Pourquoi « Villes d’Afrique » comme thème de commande ?
D’abord, je pense que c’est un thème fédérateur et large. En Afrique, la ville est de plus en plus un lieu principal. Et l’on y retrouve beaucoup de sujets. Cela va de l’urbanisme au quotidien des gens. Non seulement on y trouve toutes les strates sociologiques mais aussi toutes les contradictions entre le passé et l’avenir dans un présent assez complexe. Et puis, qu’avons-nous comme images des villes africaines ? Certes, on va en trouver dans les agences mais ce sont les photographies de photographes occidentaux. Jamais il n’y a eu un travail de photographes africains sur les villes africaines. Cette commande a donc plusieurs fonctions : elle peut permettre à un public français de connaître les villes africaines autrement qu’à travers des cartes postales et pour les photographes, c’est une rencontre intéressante avec certainement des échanges. Des styles différents confrontés à des cités différentes.
Qu’est ce qui vous a le plus marqué dans les productions ?
Déjà, a priori, il y a le fait que 80 à 90% soient réussies.

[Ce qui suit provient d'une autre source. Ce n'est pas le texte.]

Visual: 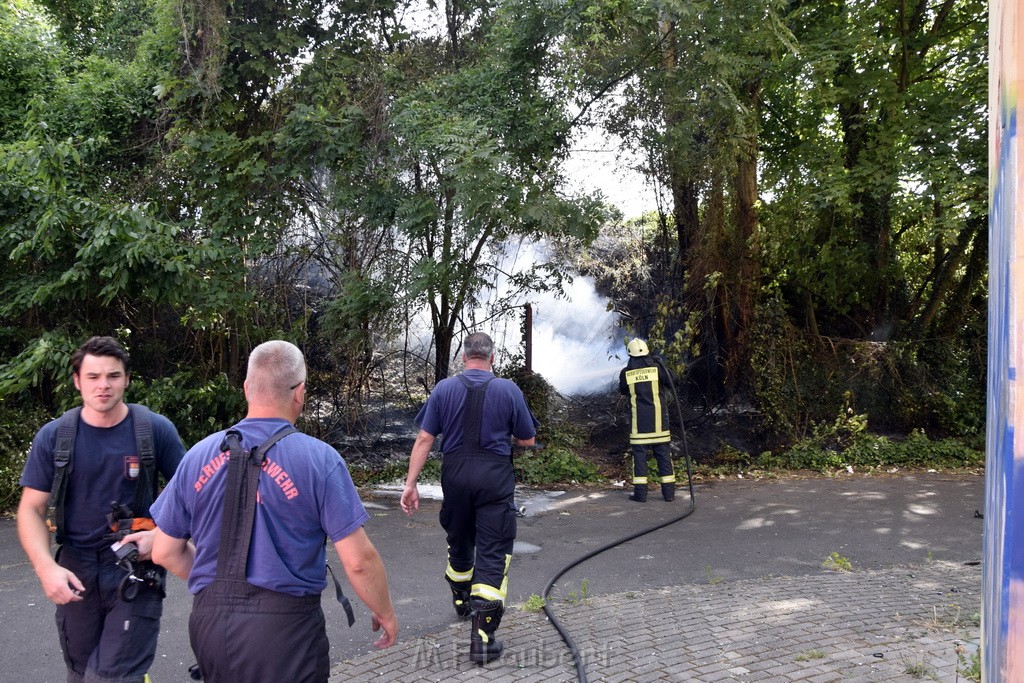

Il y a beaucoup de couleurs alors que je m’attendais à ce que les photographes utilisent plus le noir et blanc. Et puis, ils se sont surtout penchés sur la vie quotidienne des gens, dans les rues. Sur ce domaine là, on verra beaucoup de similitudes. Je trouve aussi qu’ils ont beaucoup insisté sur les contraires, le contraste entre la ville riche et les quartiers pauvres à la dérive
Le fait que cela soit une commande n’a t-il pas restreint l’œil du photographe ?
On est parti du principe de la commande qui est un principe ancien. Les institutions ont toujours passé des commandes. Comme sur l’Opéra de Paris, par exemple. C’est un travail sur le lieu et sur la mémoire. Il s’agit de mobiliser les photographes pour faire un état des lieux pour le présent et pour l’Histoire. Comme un photographe américain a pu le faire sur la crise de 1929. Là, le principe est inédit parce que jamais les photographes africains n’ont travaillé comme ça. Même si, dans le fond, une commande a toujours un volet assez contraignant, il y avait là une grande liberté. On est dans le cadre de la commande institutionnelle, celle qui impose un cahier des charges mais qui laisse aussi beaucoup de chemins de liberté. Et selon les sensibilités des photographes, certains se sont un peu plus axés sur de la documentation et d’autres ont développé quelque chose de plus personnel. Par contre, je regrette que le projet ait démarré un peu en retard. J’aurais voulu que l’on travaille un an, mais nous n’avons eu qu’entre trois et six mois. Car la commande c’est aussi le fait de travailler sur un thème pendant longtemps.
Peut-on parler d’un regard qui serait propre aux photographes africains ?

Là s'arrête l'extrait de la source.